To construct the forecasts conditional on CCAR scenarios, the estimation sample ends in 2011q3. Each CCAR scenario includes all the macro variables needed by the alternative models considered in the previous sections. The scenarios extend 13 quarters out. The forecasts we present stop 9 quarters out, as the bank holding companies in the stress test are only required to produce capital plans for the next 9 quarters.
Figure 13 shows dynamic forecasts conditional on either the stress scenario or the baseline scenario for each of the measures of banking conditions considered. For each measure we selected the best performing model out of the 8 models assessed above.10 The figure also shows a 2-RMSE uncertainty band centered around each forecast.

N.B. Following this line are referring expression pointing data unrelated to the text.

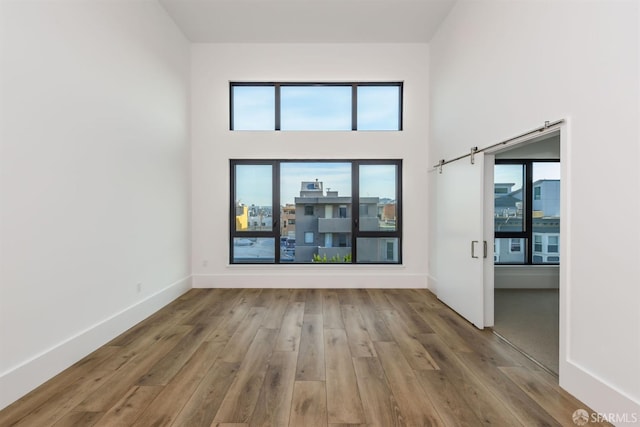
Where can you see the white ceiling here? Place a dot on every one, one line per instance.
(308, 21)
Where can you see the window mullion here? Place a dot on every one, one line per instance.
(354, 106)
(276, 88)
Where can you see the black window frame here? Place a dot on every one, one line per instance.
(354, 99)
(275, 234)
(527, 211)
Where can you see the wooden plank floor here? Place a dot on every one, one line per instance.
(301, 358)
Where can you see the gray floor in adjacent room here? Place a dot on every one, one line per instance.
(528, 319)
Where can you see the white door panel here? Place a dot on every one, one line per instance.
(460, 243)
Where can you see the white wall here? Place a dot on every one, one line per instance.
(214, 65)
(500, 68)
(94, 179)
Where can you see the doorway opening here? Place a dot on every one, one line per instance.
(526, 196)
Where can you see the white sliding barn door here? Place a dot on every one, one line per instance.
(461, 247)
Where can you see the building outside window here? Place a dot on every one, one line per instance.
(526, 211)
(344, 211)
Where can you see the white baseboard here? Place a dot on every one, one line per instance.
(20, 380)
(311, 280)
(605, 401)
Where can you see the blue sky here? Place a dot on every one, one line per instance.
(513, 173)
(253, 182)
(316, 108)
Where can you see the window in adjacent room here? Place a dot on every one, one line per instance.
(527, 211)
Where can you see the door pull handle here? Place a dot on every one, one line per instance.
(473, 248)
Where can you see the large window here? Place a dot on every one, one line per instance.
(527, 212)
(316, 106)
(343, 211)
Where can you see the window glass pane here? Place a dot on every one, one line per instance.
(510, 251)
(253, 108)
(508, 198)
(315, 107)
(378, 250)
(378, 107)
(377, 197)
(320, 193)
(546, 211)
(253, 250)
(253, 198)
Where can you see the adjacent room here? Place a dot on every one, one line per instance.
(297, 203)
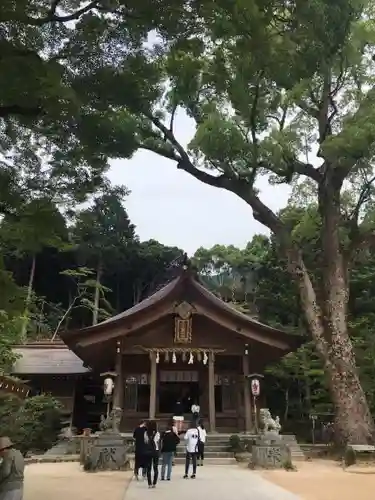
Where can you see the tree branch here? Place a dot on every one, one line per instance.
(15, 109)
(360, 238)
(51, 17)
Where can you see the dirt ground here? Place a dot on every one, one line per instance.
(326, 480)
(62, 481)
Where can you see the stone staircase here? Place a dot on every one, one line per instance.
(216, 451)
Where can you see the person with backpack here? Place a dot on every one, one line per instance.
(169, 444)
(202, 440)
(139, 445)
(192, 442)
(151, 452)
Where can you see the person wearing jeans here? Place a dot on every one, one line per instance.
(169, 444)
(152, 447)
(192, 439)
(201, 443)
(193, 458)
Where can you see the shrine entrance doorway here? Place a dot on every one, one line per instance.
(178, 385)
(171, 392)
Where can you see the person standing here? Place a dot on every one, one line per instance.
(169, 444)
(195, 409)
(11, 471)
(202, 440)
(192, 439)
(139, 458)
(152, 450)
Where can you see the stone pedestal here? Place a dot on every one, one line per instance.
(270, 452)
(107, 452)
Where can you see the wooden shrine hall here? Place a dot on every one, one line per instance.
(181, 344)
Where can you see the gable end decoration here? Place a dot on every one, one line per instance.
(183, 323)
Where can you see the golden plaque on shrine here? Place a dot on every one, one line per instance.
(183, 324)
(182, 331)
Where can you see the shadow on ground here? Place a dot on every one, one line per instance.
(66, 481)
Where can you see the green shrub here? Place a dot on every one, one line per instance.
(33, 424)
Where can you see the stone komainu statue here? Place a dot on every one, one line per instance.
(268, 423)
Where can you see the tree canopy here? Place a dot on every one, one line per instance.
(277, 89)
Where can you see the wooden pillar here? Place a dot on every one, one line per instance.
(211, 392)
(247, 396)
(118, 394)
(152, 409)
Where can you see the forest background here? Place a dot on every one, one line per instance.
(277, 89)
(65, 272)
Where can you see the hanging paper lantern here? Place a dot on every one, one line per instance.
(205, 358)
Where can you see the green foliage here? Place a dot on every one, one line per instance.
(33, 424)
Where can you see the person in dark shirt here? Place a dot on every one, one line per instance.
(139, 452)
(169, 444)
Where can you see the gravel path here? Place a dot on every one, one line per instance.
(66, 481)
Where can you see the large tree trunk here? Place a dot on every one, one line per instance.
(95, 313)
(354, 422)
(30, 287)
(353, 418)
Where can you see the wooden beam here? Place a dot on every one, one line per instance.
(153, 385)
(121, 331)
(253, 335)
(247, 397)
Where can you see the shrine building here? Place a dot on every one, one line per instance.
(180, 344)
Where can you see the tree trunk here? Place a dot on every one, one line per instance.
(30, 287)
(95, 313)
(353, 422)
(353, 418)
(286, 409)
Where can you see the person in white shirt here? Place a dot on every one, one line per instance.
(192, 439)
(152, 452)
(195, 409)
(202, 439)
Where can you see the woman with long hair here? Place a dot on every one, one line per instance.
(202, 441)
(152, 451)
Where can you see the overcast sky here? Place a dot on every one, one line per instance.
(174, 208)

One of the striking features that emerge from Figure 13 is that the uncertainty bands for the baseline scenario encompass the point forecasts conditional on the stress scenarios. Only in the case of total net chargeoffs and tier-1 capital ratio do the point forecast veer outside of the uncertainty bands towards the end of the capital planning horizon.

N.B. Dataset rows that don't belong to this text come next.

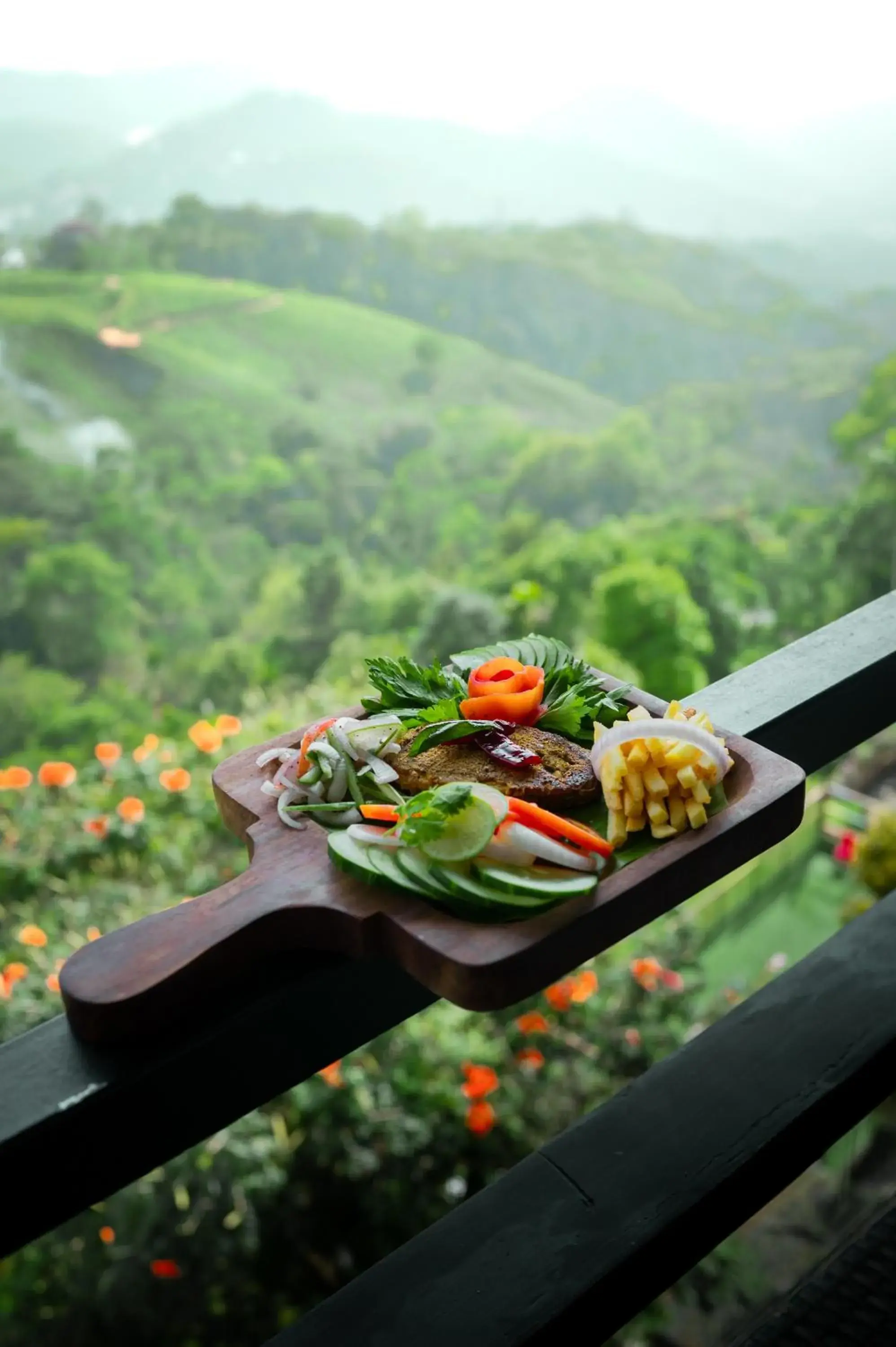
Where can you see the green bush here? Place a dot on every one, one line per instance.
(878, 854)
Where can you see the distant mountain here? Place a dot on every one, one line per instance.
(289, 151)
(31, 151)
(612, 155)
(119, 103)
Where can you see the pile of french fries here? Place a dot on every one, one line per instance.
(665, 783)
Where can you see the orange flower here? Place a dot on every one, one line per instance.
(480, 1118)
(131, 810)
(206, 739)
(33, 935)
(57, 774)
(333, 1075)
(584, 986)
(480, 1081)
(560, 995)
(165, 1268)
(647, 972)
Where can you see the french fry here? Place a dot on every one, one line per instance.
(657, 813)
(677, 813)
(682, 755)
(657, 751)
(639, 756)
(696, 814)
(616, 832)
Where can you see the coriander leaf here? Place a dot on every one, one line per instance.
(448, 731)
(402, 683)
(425, 815)
(433, 714)
(565, 716)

It is also interesting to consider the sensitivity of the point forecast to the different scenarios. The difference between the point forecasts for PPNR and NIM is modest. By contrast, for total net chargeoffs and tier-1 capital, going 9 quarters out, the difference between the point forecasts for the baseline and stress scenarios is sizable. In both cases, it is about half of the increase observed during the recent financial crisis. However, notice that Tier-1 capital is predicted to increase in a severe recession. This is in accordance with the pattern observed in the data. As shown in Figure 6, the tier-1 capital ratio increased during each of the three recessions for which we have data from the Call Report dataset.

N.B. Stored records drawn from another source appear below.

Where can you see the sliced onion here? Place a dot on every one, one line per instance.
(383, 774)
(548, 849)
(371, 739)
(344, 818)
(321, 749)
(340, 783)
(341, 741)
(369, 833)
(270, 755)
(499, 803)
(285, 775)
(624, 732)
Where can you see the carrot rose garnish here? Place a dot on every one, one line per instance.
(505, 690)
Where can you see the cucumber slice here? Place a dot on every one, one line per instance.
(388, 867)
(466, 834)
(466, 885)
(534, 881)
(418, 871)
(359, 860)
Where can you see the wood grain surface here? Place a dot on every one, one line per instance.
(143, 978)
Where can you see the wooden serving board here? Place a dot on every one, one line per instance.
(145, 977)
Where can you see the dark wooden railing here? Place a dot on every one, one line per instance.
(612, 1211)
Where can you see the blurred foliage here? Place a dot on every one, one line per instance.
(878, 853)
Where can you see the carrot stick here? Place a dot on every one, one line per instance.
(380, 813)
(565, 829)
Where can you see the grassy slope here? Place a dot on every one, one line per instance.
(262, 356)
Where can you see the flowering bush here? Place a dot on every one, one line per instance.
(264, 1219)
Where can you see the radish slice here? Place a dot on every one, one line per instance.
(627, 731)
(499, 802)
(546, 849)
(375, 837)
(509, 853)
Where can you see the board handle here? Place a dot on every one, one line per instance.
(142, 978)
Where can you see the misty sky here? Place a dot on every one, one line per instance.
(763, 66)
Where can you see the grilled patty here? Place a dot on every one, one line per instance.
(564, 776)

This paper contributes to the empirical underpinnings of stress test exercises. For some but not all measures of aggregate banking conditions, forecasts conditional on macro variables outperform random walk forecasts in terms of root mean squared errors. The largest gains are for total chargeoffs on loans and leases. We found relatively more modest gains for net interest income and the tier-1 capital ratio. However, even our best performing model did not beat a random walk at all horizons for Pre Provision Net Income.
Regardless of the gains, we find large RMSEs for the forecasts of all the measures of banking conditions. The RMSEs are large even when compared to the large and abnormal variation for each of the series during the recent financial crisis.
When we apply our preferred forecast models to macro scenarios used in most recent stress test conducted by the Federal Reserve, CCAR 2012, we find little sensitivity of the banking measures to scenarios that are meant to capture large macroeconomic differences. In all cases, for most of 9-quarter forecast horizon, the point estimates for the stress scenario are inside the 2-RMSE uncertainty bands around the forecast conditional on the baseline scenario.
We cannot claim to have formulated the most efficient forecast model possible for each of the measures of banking performance considered. Indeed, we have used only publicly available data, while regulators and each bank holding company have access to a greater wealth of information. Nonetheless, we interpret our results as a cautionary factor in the analysis of capital plans produced by bank holding companies as part of a stress test exercise. At the very least, our results highlight that regulators may find it difficult to explain their judgment of different bank holding companies to outside observers by relying exclusively on public data.